Kur’an felsefeye düşman değil
Felsefe; Maddeyi ve hayatı ve bunların çeşitli tezahürlerini ve sebeplerini gaye cihetinden inceleyen fikri çalışma ve bu çalışmaların neticesidir.
Misâl olarak biyolojiyi ele alalım; Biyoloji adı üstünde canlılar bilimi demektir. Canlılar alemini, yani hayatı incelemelerine temel yapmıştır. En küçük canlıdan en büyük balinaya kadar nice mahlûkun hayatını anlatır. Canlılar aleminde her an trilyonlarcası yaşanan ölümlerin sırlarını açığa çıkartır. Biyoloji bütün bunları hikmet dairesinde anlatarak hayat vereni sessizce kulağımıza fısıldar.

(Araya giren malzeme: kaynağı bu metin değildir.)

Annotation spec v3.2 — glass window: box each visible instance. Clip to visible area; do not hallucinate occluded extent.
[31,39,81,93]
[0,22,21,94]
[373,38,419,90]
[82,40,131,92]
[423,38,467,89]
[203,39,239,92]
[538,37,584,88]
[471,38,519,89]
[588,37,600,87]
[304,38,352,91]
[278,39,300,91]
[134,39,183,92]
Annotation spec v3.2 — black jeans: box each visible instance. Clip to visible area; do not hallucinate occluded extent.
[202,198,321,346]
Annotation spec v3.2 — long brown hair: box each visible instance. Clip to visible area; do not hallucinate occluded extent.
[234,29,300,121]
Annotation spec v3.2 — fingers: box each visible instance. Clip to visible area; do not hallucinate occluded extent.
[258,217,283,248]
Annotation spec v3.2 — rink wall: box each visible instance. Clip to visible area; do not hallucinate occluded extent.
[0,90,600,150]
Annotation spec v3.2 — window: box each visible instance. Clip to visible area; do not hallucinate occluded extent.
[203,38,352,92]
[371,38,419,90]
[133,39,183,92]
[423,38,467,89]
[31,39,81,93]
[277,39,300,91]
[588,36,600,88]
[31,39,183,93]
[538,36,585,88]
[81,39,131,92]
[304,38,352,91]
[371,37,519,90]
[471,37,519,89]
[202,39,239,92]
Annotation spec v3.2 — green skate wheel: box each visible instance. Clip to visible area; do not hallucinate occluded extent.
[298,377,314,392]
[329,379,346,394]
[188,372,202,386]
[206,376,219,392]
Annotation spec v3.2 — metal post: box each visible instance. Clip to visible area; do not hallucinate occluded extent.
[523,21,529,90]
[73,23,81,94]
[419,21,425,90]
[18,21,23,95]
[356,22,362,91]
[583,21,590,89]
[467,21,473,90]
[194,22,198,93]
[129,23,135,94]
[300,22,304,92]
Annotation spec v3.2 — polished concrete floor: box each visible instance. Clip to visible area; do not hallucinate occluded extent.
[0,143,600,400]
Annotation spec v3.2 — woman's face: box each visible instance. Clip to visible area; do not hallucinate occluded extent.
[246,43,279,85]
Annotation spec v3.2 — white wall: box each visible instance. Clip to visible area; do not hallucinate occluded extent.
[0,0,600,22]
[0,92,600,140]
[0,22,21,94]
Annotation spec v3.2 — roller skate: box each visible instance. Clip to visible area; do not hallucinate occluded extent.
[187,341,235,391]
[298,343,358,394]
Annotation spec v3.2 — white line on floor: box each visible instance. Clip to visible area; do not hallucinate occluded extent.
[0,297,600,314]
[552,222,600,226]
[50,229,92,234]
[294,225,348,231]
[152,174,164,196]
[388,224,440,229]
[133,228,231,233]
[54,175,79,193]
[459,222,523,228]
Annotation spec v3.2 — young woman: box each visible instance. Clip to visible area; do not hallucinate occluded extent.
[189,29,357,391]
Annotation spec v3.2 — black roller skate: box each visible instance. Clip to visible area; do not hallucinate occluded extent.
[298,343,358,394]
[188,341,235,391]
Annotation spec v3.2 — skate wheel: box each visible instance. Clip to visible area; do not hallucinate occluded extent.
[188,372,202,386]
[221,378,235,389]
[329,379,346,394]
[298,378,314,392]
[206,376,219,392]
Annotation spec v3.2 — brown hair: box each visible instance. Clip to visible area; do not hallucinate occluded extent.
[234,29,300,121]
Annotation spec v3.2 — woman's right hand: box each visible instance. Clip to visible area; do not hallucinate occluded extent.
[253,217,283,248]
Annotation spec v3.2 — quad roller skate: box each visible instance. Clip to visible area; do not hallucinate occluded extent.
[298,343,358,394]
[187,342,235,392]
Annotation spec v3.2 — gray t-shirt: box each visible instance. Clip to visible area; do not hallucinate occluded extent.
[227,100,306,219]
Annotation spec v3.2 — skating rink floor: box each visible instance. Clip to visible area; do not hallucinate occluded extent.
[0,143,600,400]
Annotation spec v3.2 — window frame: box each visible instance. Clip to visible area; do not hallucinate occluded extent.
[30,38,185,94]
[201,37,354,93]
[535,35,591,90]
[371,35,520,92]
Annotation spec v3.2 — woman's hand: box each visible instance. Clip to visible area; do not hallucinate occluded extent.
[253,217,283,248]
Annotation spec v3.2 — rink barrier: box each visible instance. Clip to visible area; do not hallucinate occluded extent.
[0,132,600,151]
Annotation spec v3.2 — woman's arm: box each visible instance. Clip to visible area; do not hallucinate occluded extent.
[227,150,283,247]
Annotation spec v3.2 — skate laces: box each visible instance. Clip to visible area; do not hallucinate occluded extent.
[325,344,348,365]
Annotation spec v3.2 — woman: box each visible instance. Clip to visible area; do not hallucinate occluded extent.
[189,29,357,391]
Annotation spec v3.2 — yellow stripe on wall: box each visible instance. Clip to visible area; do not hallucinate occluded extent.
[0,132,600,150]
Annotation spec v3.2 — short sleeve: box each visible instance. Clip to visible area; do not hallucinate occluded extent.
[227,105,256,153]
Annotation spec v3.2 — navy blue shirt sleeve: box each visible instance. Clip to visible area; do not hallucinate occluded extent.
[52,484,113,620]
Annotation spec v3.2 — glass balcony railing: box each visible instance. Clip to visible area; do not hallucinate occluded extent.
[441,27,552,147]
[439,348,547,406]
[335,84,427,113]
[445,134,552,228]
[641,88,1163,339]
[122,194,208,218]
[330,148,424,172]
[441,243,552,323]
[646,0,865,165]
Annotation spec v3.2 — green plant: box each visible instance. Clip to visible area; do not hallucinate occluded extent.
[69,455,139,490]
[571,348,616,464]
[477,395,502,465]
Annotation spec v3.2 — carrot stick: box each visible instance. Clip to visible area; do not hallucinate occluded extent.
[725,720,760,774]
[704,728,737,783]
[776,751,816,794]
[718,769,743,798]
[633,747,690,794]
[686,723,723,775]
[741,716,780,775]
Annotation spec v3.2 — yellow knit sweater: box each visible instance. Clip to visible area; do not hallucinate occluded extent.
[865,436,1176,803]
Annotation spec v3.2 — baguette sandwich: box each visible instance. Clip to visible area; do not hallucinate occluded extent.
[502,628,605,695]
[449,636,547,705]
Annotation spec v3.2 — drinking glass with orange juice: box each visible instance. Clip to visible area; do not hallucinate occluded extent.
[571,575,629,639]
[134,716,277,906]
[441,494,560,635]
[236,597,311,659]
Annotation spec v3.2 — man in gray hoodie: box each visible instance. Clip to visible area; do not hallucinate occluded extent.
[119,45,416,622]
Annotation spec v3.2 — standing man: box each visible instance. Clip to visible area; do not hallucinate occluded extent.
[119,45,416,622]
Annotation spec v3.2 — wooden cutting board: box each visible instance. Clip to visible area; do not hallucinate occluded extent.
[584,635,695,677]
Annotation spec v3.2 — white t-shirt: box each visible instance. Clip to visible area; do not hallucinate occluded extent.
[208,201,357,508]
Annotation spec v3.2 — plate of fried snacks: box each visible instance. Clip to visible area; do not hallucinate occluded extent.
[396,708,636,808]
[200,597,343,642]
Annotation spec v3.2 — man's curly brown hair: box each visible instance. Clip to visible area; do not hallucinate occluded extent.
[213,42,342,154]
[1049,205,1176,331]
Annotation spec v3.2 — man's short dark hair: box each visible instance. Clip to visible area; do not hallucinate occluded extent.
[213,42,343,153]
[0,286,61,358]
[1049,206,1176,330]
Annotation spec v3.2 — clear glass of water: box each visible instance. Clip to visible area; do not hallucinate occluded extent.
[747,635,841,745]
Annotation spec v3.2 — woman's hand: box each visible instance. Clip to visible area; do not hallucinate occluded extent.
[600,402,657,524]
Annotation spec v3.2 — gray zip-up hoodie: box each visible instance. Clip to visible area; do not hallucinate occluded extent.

Hayat vereni yani muhyiyi, ölümü vereni yani mümiti.
İşte kimileri biyoloji ile Allah’ın isimlerini, sıfatlarını, fiillerini tanırken, kimileri de bu bilgileri, isimlerin sahibi olan Allah’ı inkâr etmeğe alet eder.
Kur’an biyolojiye düşman değil, bilakis biyolojiyi kendi inkârına alet eden biyoloğa düşmandır.
Halbuki biyoloji ve hakiki felsefe Kur’an’a hizmetkârdır. Kur’an’da işareten, remzen, delaleten, imaen zikredilen hakikatlerin anlaşılmasına bir alettir.
Evet, Kur’an’ın düşman olduğu felsefe de olayların izahı, sebeplerin etkenliği kabul edilerek yapılır. Yaratıcının iradesi nazara alınmaz. Bu gruptaki bilim adamlarının halini isterseniz bir misâl ile anlayalım;
Bu gruptaki bilim adamlarının önüne bir sandalye koysak, inkârcı bilim adamı sandalyeyi ölçer, tartar, şeklini anlamaya çalışır. Parçaların birbirine karşı konumlarını, her bir parçanın ölçeklerini, sandalyenin nasıl bir maddeden yapıldığına varıncaya kadar anlatır. Ve sıra sandalyenin ustasına gelince, söyleyecekleri biter. Ustası aklına bile gelmez.
İşte Kur’an bu bilim adamına düşmandır.